Wednesday, 12 August 2009


Steve Darnall / Alex Ross
A tramp lies prone on the ground, with loose change scattered around him. His clothes are tattered and dirty, and his face is old and worn, but he still bears an uncanny resemblance to…someone strangely familiar.

UNCLE SAM is a peculiar story, in that, it’s quite clearly and explicitly about the state of the American government (at the time, anyway) whilst also has a main character who’s obviously real, and has existed for a long, long time. OR HAS HE?

Yes, he has. UNCLE SAM is both a parable and a literal representation of said parable: Uncle Sam himself spends the majority of the book muttering famous quotes from American history, and searching for something. Is it his dignity? Is it belief in people? Is it hope that the country he stands for can remember what it stands for? Try, all of the above. Sam suffers flashbacks to frontier times, and the Civil War, as he starts to remember who he is. Has he always being the symbol of democracy we know him has, or did he eventually end up that way? Again, it’s a bit of both.

There is a superhero origin story buried under all the rhetoric, and the glimpses we get are exciting and interesting enough to make us want more (youths try to burn the ‘bum’ alive, but the flames don’t harm him, and he knows exactly what beliefs fuel people he meets, etc). Uncle Sam has appeared in certain DC comics as a full-fledged superhero, powered by the very country itself. The end of this story suggests that Uncle Sam might have been this one, once, but he could have just as easily have never existed.

If this all seems a little confusing, that’s because it is. By being everything and nothing at the same time, Steve Darnall has created a story that suggests the obvious, but rewards the theoretical. Perhaps the best thing in UNCLE SAM, though, is a short essay on Uncle Sam as a mythological figure in American history, and his real origin.

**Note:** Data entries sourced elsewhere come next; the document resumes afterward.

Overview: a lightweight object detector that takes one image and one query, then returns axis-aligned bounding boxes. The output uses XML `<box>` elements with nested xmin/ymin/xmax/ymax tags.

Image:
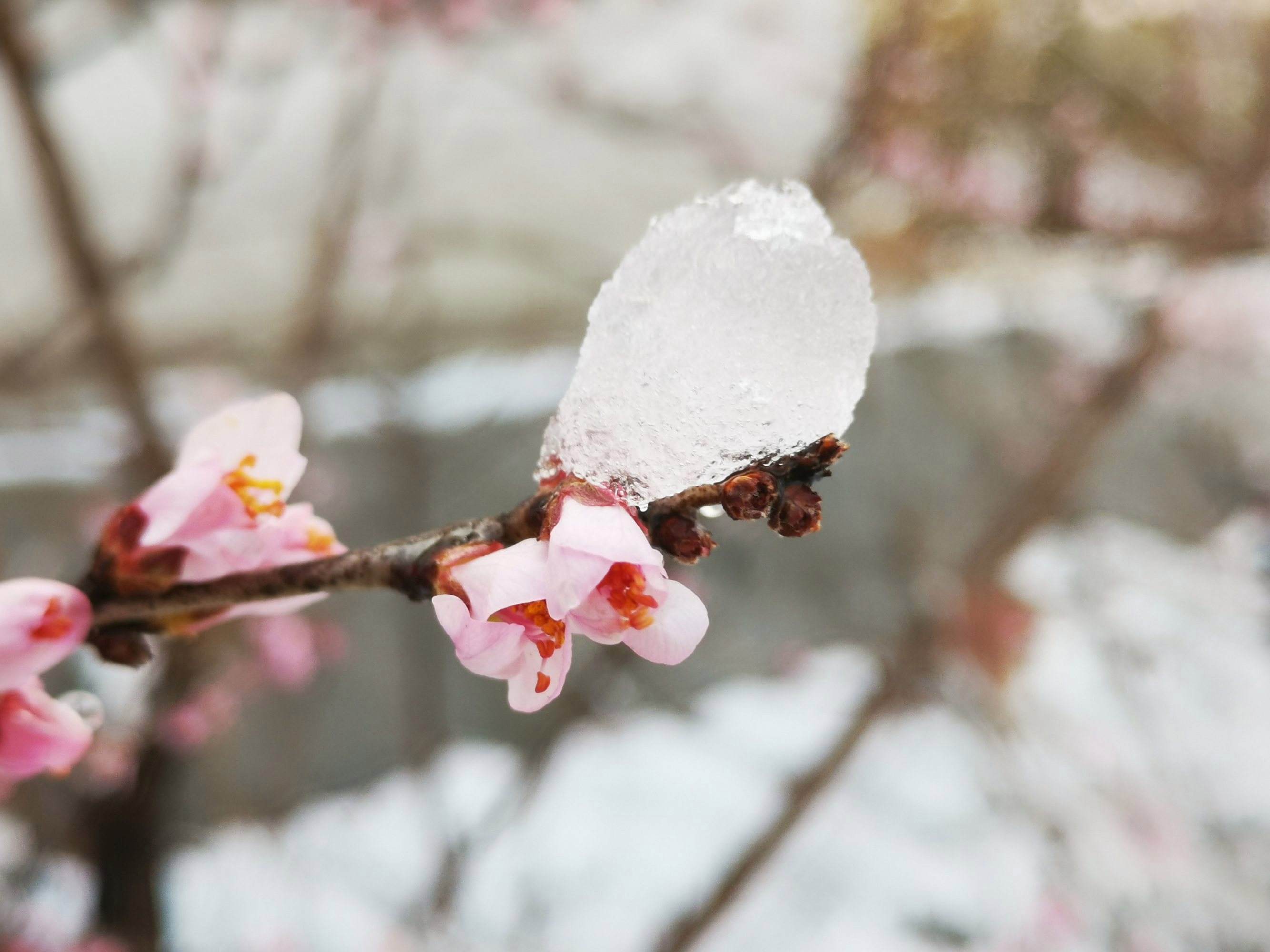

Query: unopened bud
<box><xmin>653</xmin><ymin>513</ymin><xmax>716</xmax><ymax>562</ymax></box>
<box><xmin>767</xmin><ymin>482</ymin><xmax>820</xmax><ymax>538</ymax></box>
<box><xmin>723</xmin><ymin>470</ymin><xmax>780</xmax><ymax>519</ymax></box>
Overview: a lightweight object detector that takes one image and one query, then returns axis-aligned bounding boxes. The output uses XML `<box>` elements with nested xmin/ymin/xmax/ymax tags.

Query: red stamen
<box><xmin>225</xmin><ymin>453</ymin><xmax>287</xmax><ymax>519</ymax></box>
<box><xmin>30</xmin><ymin>598</ymin><xmax>71</xmax><ymax>641</ymax></box>
<box><xmin>598</xmin><ymin>562</ymin><xmax>657</xmax><ymax>631</ymax></box>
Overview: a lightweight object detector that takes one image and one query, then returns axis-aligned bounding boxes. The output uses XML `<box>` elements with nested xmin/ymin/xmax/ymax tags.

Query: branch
<box><xmin>965</xmin><ymin>311</ymin><xmax>1169</xmax><ymax>581</ymax></box>
<box><xmin>657</xmin><ymin>312</ymin><xmax>1167</xmax><ymax>952</ymax></box>
<box><xmin>0</xmin><ymin>0</ymin><xmax>168</xmax><ymax>472</ymax></box>
<box><xmin>81</xmin><ymin>436</ymin><xmax>846</xmax><ymax>660</ymax></box>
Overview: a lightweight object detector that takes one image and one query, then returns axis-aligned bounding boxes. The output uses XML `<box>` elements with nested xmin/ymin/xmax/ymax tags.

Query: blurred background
<box><xmin>0</xmin><ymin>0</ymin><xmax>1270</xmax><ymax>952</ymax></box>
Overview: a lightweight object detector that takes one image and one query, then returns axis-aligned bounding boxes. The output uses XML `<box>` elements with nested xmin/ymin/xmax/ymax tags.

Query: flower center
<box><xmin>596</xmin><ymin>562</ymin><xmax>657</xmax><ymax>631</ymax></box>
<box><xmin>30</xmin><ymin>598</ymin><xmax>74</xmax><ymax>641</ymax></box>
<box><xmin>305</xmin><ymin>526</ymin><xmax>335</xmax><ymax>555</ymax></box>
<box><xmin>225</xmin><ymin>453</ymin><xmax>287</xmax><ymax>519</ymax></box>
<box><xmin>489</xmin><ymin>598</ymin><xmax>564</xmax><ymax>694</ymax></box>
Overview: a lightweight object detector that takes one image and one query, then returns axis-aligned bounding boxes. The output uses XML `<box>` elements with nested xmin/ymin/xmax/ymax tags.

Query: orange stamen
<box><xmin>30</xmin><ymin>598</ymin><xmax>72</xmax><ymax>641</ymax></box>
<box><xmin>598</xmin><ymin>562</ymin><xmax>657</xmax><ymax>631</ymax></box>
<box><xmin>489</xmin><ymin>598</ymin><xmax>564</xmax><ymax>657</ymax></box>
<box><xmin>305</xmin><ymin>526</ymin><xmax>335</xmax><ymax>555</ymax></box>
<box><xmin>225</xmin><ymin>453</ymin><xmax>287</xmax><ymax>519</ymax></box>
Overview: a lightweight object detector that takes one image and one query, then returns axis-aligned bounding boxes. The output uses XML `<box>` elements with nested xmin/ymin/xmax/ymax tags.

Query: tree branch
<box><xmin>0</xmin><ymin>0</ymin><xmax>168</xmax><ymax>472</ymax></box>
<box><xmin>657</xmin><ymin>312</ymin><xmax>1167</xmax><ymax>952</ymax></box>
<box><xmin>81</xmin><ymin>436</ymin><xmax>846</xmax><ymax>660</ymax></box>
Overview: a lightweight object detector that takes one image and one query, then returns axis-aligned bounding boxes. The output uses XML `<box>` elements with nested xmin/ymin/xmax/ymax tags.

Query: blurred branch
<box><xmin>114</xmin><ymin>4</ymin><xmax>230</xmax><ymax>280</ymax></box>
<box><xmin>655</xmin><ymin>631</ymin><xmax>930</xmax><ymax>952</ymax></box>
<box><xmin>964</xmin><ymin>311</ymin><xmax>1169</xmax><ymax>581</ymax></box>
<box><xmin>295</xmin><ymin>59</ymin><xmax>387</xmax><ymax>366</ymax></box>
<box><xmin>0</xmin><ymin>0</ymin><xmax>168</xmax><ymax>474</ymax></box>
<box><xmin>657</xmin><ymin>314</ymin><xmax>1166</xmax><ymax>952</ymax></box>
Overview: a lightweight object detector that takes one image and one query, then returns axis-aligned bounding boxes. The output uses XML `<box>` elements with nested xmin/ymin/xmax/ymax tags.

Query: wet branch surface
<box><xmin>81</xmin><ymin>436</ymin><xmax>846</xmax><ymax>663</ymax></box>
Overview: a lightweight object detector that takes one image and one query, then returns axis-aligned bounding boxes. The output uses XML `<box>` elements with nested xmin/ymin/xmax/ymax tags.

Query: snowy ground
<box><xmin>4</xmin><ymin>514</ymin><xmax>1270</xmax><ymax>952</ymax></box>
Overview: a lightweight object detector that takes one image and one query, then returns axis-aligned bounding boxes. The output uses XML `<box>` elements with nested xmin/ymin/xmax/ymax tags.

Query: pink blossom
<box><xmin>546</xmin><ymin>493</ymin><xmax>709</xmax><ymax>664</ymax></box>
<box><xmin>0</xmin><ymin>579</ymin><xmax>93</xmax><ymax>691</ymax></box>
<box><xmin>1162</xmin><ymin>258</ymin><xmax>1270</xmax><ymax>360</ymax></box>
<box><xmin>101</xmin><ymin>394</ymin><xmax>344</xmax><ymax>631</ymax></box>
<box><xmin>432</xmin><ymin>487</ymin><xmax>709</xmax><ymax>711</ymax></box>
<box><xmin>137</xmin><ymin>394</ymin><xmax>306</xmax><ymax>556</ymax></box>
<box><xmin>0</xmin><ymin>678</ymin><xmax>93</xmax><ymax>779</ymax></box>
<box><xmin>432</xmin><ymin>539</ymin><xmax>573</xmax><ymax>712</ymax></box>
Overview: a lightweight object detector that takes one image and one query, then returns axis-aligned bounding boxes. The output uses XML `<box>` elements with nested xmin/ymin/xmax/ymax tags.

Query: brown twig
<box><xmin>82</xmin><ymin>436</ymin><xmax>846</xmax><ymax>653</ymax></box>
<box><xmin>295</xmin><ymin>62</ymin><xmax>387</xmax><ymax>366</ymax></box>
<box><xmin>0</xmin><ymin>0</ymin><xmax>168</xmax><ymax>472</ymax></box>
<box><xmin>964</xmin><ymin>311</ymin><xmax>1169</xmax><ymax>581</ymax></box>
<box><xmin>657</xmin><ymin>314</ymin><xmax>1167</xmax><ymax>952</ymax></box>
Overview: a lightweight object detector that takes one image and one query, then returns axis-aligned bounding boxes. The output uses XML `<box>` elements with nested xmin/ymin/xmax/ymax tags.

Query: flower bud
<box><xmin>721</xmin><ymin>470</ymin><xmax>780</xmax><ymax>519</ymax></box>
<box><xmin>767</xmin><ymin>482</ymin><xmax>820</xmax><ymax>538</ymax></box>
<box><xmin>653</xmin><ymin>513</ymin><xmax>716</xmax><ymax>562</ymax></box>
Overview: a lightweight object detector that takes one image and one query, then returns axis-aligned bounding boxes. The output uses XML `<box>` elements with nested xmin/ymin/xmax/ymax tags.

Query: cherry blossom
<box><xmin>0</xmin><ymin>579</ymin><xmax>93</xmax><ymax>691</ymax></box>
<box><xmin>432</xmin><ymin>484</ymin><xmax>709</xmax><ymax>711</ymax></box>
<box><xmin>0</xmin><ymin>676</ymin><xmax>93</xmax><ymax>781</ymax></box>
<box><xmin>432</xmin><ymin>539</ymin><xmax>573</xmax><ymax>712</ymax></box>
<box><xmin>546</xmin><ymin>491</ymin><xmax>709</xmax><ymax>664</ymax></box>
<box><xmin>99</xmin><ymin>394</ymin><xmax>344</xmax><ymax>631</ymax></box>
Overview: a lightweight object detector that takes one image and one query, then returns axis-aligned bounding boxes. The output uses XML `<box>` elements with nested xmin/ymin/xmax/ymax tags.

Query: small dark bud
<box><xmin>809</xmin><ymin>436</ymin><xmax>847</xmax><ymax>470</ymax></box>
<box><xmin>114</xmin><ymin>546</ymin><xmax>189</xmax><ymax>595</ymax></box>
<box><xmin>91</xmin><ymin>631</ymin><xmax>155</xmax><ymax>668</ymax></box>
<box><xmin>767</xmin><ymin>482</ymin><xmax>820</xmax><ymax>538</ymax></box>
<box><xmin>653</xmin><ymin>513</ymin><xmax>716</xmax><ymax>562</ymax></box>
<box><xmin>721</xmin><ymin>470</ymin><xmax>780</xmax><ymax>519</ymax></box>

Finally, you really can’t berate the artwork of Alex Ross. He’s long since had the reputation for creating ‘real-world’ representations of superheroes, so using him to paint this book is an obvious, but worthwhile, choice. The only possible gripe is that you’re often left feeling that his work shouldn’t be confined to small frames, but, that’s the nature of comics so what’re you going to do?